Como referem Abrantes Geraldes, Paulo Pimenta e Luís Filipe de Sousa (Código de Processo Civil Anotado, Vol. I, 2ª edição, Almedina, pág.634), “[o] autor tem o ónus de integrar na petição inicial o requerimento probatório, ainda que, no caso de o réu contestar, seja admitido a alterá-lo na réplica, se esta existir, ou no prazo de 10 dias a contar da notificação da contestação (art. 552º, n.º 6), alteração que também pode ocorrer na audiência prévia, nos termos do artigo 598, n.º 1.”
Efectivamente, no que se refere ao autor, para além da hipótese prevista no n.º 6 do artigo 552º do Código de Processo Civil, nos termos do n.º 1 do artigo 598º do Código de Processo Civil, “[o] requerimento probatório apresentado pode ser alterado na audiência prévia quando a esta haja lugar nos termos do disposto no artigo 591.º ou nos termos do disposto no n.º 3 do artigo 593.º”
Ora, da conjugação das normas do n.º 6 do artigo 552º com o n.º 1 do artigo 598 do Código de Processo Civil, a conclusão que se retira é que as provas devem ser apresentadas, em regra, na petição inicial [idêntica regra é consagrada no artigo 572º, alínea d) para a contestação], podendo o requerimento probatório ser alterado caso haja contestação e em sede de audiência prévia.

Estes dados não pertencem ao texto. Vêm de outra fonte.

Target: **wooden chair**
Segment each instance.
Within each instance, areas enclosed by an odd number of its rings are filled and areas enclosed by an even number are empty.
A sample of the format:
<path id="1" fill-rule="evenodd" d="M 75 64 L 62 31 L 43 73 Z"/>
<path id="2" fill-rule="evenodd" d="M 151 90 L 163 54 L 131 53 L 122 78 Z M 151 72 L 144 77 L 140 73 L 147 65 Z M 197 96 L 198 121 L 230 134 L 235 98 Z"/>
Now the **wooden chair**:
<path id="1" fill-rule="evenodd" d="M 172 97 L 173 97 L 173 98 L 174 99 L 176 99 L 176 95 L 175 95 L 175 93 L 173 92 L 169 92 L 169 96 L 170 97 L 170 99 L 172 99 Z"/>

“O requisito mínimo”, como salientam Abrantes Geraldes, Paulo Pimenta e Luís Filipe de Sousa (ob. cit., pág. 729), “é que tenha sido anteriormente apresentado algum requerimento probatório, podendo a alteração traduzir-se, se necessário, na indicação de outros meios de prova que não tenham sido indicados ou apenas na alteração dos meios de prova já enunciados (RP 7-11-19, 3338/17)”.
De facto, no n.º 1 do artigo 598º do Código de Processo Civil, permite-se a alteração do requerimento probatório na audiência prévia, sem qualquer referencia aos concretos meios de prova anteriormente indicados.

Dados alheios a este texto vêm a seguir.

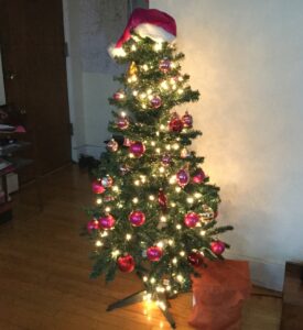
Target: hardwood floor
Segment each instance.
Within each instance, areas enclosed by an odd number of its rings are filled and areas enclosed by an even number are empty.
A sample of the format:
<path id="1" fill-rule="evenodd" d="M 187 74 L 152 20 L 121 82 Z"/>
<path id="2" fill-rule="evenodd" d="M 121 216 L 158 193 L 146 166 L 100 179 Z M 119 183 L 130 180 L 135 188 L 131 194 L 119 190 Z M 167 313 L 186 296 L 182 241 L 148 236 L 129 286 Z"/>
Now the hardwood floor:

O que está em causa na norma é a alteração do requerimento probatório que foi apresentado no momento devido, ou seja, com o respectivo articulado, podendo a alteração consistir na substituição de provas anteriormente requeridas ou num aditamento de novas provas.
Nada na lei permite interpretar restritivamente a possibilidade de alteração do requerimento probatório, prevista no artigo 598º, n.º 1, do Código de Processo Civil, excluindo-se do seu âmbito de aplicação a indicação de prova testemunhal quando antes este meio de prova não constar do requerimento probatório antes apresentado, como parece ser o entendimento seguido na decisão recorrida, que admitiu o aditamento da prova pericial, mas indeferiu a apresentação do rol de testemunhas.
É certo que na norma do artigo 552º, n.º 6, do Código de Processo Civil, se refere que o autor deve apresentar “o rol de testemunhas e requerer outros meios de prova” (na contestação, cf. artigo 572º, alínea d)), mas a prova testemunhal é um meio de prova, que, como os demais, integra o requerimento probatório que as partes devem apresentar nos respectivos articulados (petição inicial e contestação), e podem alterar (para além dos casos previstos na 2ª parte do n.º 6 do artigo 552º e na 2ª parte da alínea d) do artigo 572º), nos termos do n.º 1 do artigo 598º do Código de Processo Civil.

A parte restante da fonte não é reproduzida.